4. FLIGHT TRAINING
Take care of others
Give priority to less experienced pilots
The most important safety rule is to keep constant track of what happens outside of the cockpit. It is much more important to know what’s happening around you than what your instruments are telling you. You should never be staring at your instruments. In fact, you do not really need your instruments to fly safely; later on in your flight training you will perform some flights with a limited instrument panel and you will notice that there are many other methods of judging airspeed and altitude apart from using the instruments.
Make a habit of telling your instructor about every glider or aircraft you see outside. Your instructor will then know that you are looking and he or she can judge how thoroughly you are scanning for other traffic.
A very efficient method to quickly identify other aircraft is to use the clock method. For example: “glider at 2 o’clock higher”; “helicopter at 11 o’clock slightly lower;” and so forth.
By always looking out carefully you will avoid surprises. Hats with fancy patterns or colours can cause reflections in the canopy and limit the instructor’s view. That’s why many glider pilots wear darker sunhats when seated in the front seat of a two-seater glider.
Even when you can fly every exercise perfectly, but you can’t do a thorough lookout, you cannot fly alone. Practice watching all the aeroplanes around you and remembering their position as well as their direction. The lookout plays an important role in all flying exercises. For example: you will not initiate a turn before you have checked the direction of the turn and convinced yourself that the airspace you need is clear of traffic.
Pay extra attention to aircraft flying at the same altitude, especially if they are flying towards you. Sometimes they are very hard to see and the closing rate can be high. If it looks as if an aircraft is hardly moving horizontally or vertically, but it is getting bigger, it is coming towards you and you need to alter your course immediately to avoid a possible collision. Any aeroplane whose position in the canopy does not change but increases in size is on a collision course!
Any aeroplane whose position in the canopy does not change but increases in size is on a collision course!
Think ahead; change direction and always consider the possibility that the other pilot has not seen you. A white glider with a cloud in the background is often hard to see. The sun or the weather can make it even more difficult to spot a glider, especially when the sun is low or when the air is very humid. Sometimes it is hard to tell by the silhouettes of gliders whether a glider is moving towards you or away from you. Even in bright weather, gliders at the same height are often difficult to distinguish, because of the bright background and the many details on the horizon.
There is a so-called “scan cycle” method in which you deliberately pause your lookout in every direction for a moment to look more closely. Your eyes need about two seconds to adjust from looking at your instruments to looking in the distance. Keep in mind that when the visibility is poor, your eyes might focus more on your instruments than on the outside world. If this happens, you have spent too much time looking at your instruments and not enough time looking outside. Whenever you notice this, you should have a quick look at the landscape below and then scan the horizon.

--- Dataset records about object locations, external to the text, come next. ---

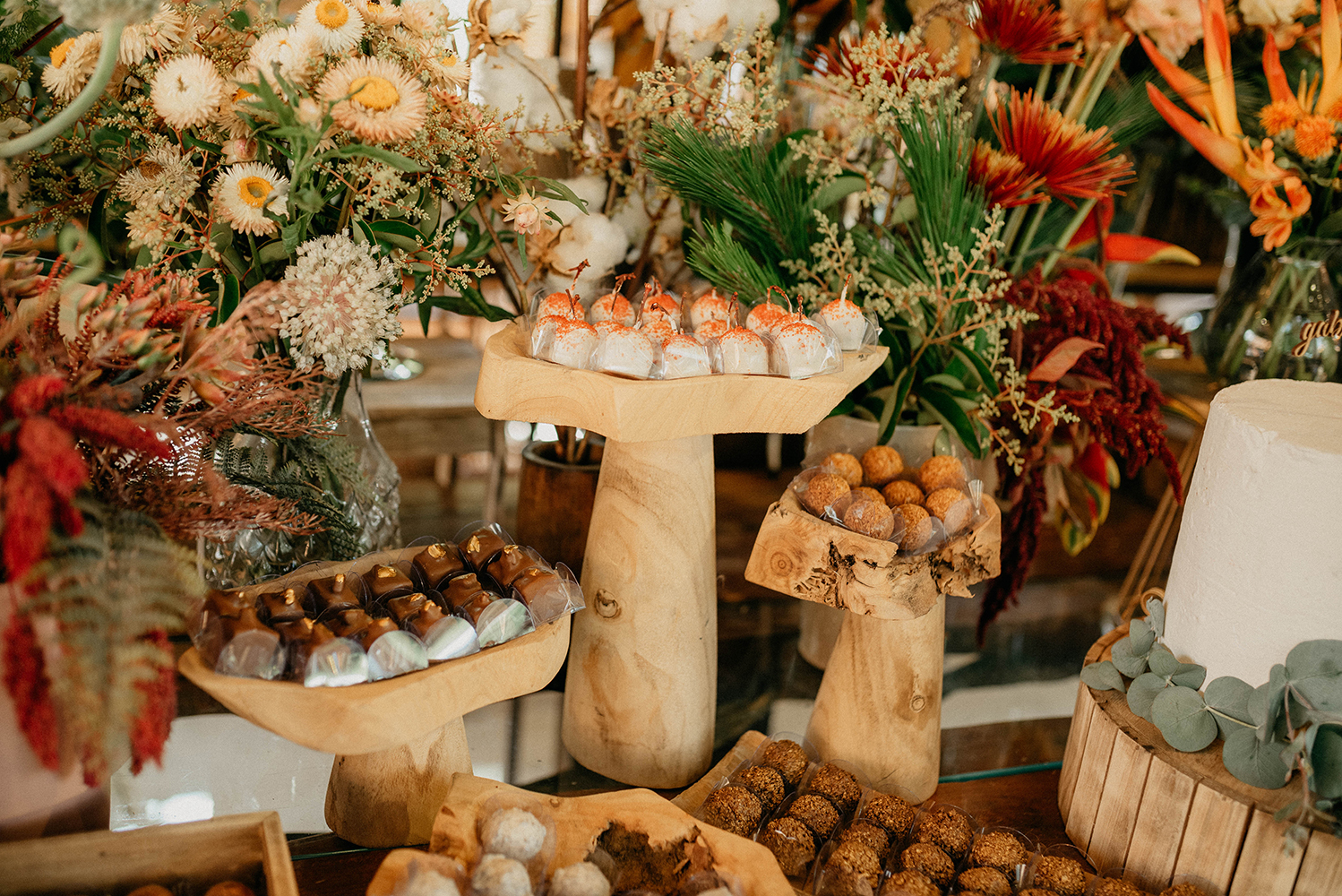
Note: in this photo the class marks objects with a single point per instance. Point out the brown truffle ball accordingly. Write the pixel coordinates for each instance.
(870, 518)
(1063, 876)
(733, 809)
(942, 471)
(997, 849)
(902, 493)
(916, 526)
(792, 844)
(951, 507)
(822, 491)
(816, 813)
(891, 813)
(837, 785)
(788, 760)
(929, 860)
(868, 834)
(908, 883)
(985, 880)
(881, 464)
(946, 828)
(765, 784)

The scan-cycle might look like the illustration above: you start at one side, over the nose of the plane towards the other side. Then you look at the direction in which your nose is pointing in relation to the horizon (the "attitude") and your instruments before starting a new cycle. Remember to pause in every direction for a closer look, and don’t forget to check the blind spots behind you, directly above and below you, from which an overtaking glider can emerge. So in short, the scan cycle is: lookout - attitude - instruments.
Clean the canopy and your sunglasses before the flight.
Open the air vent when you notice that the canopy is getting foggy on the inside.
Do not take off when your canopy is wet after a rain shower; dry the whole glider first.
Prepare your flight well so that during the flight you can look out as much as possible.
Be aware of the blind spots of your glider: behind, directly above and below you, as well as (during turns) the area behind the wings.
The photo above is made by a pilot in a glider that cannot be seen by the glider in front. A life-threatening situation could occur if the glider in front would make an unexpected turn to the right,.
During approach and landing, the lower glider has right of way.
When two gliders fly head-on, both have to make a right turn to avoid a collision.
The glider coming from the right has priority, make a right turn to give way.
Overtaking a slower glider has to be done either on the right or on the left of it while keeping a safe distance. Never overtake a glider slightly above or by diving below it!
A glider has priority over a motor-glider or aeroplane.
The glider with the mountain ridge on the right has priority.
When landing, the lower flying glider has right of way. (1)
When two gliders fly head-on, both have to make a right turn to avoid a collision. (2)
A glider coming from the right has priority, make a right turn to give way. (3)
Overtaking a slower glider has to be done either on the right or on the left of it while keeping a safe distance. Never overtake a glider slightly above or by diving below it! (4)
A glider has priority over a motor-glider or aeroplane. (5)
The glider with the mountain ridge on the right has priority (6).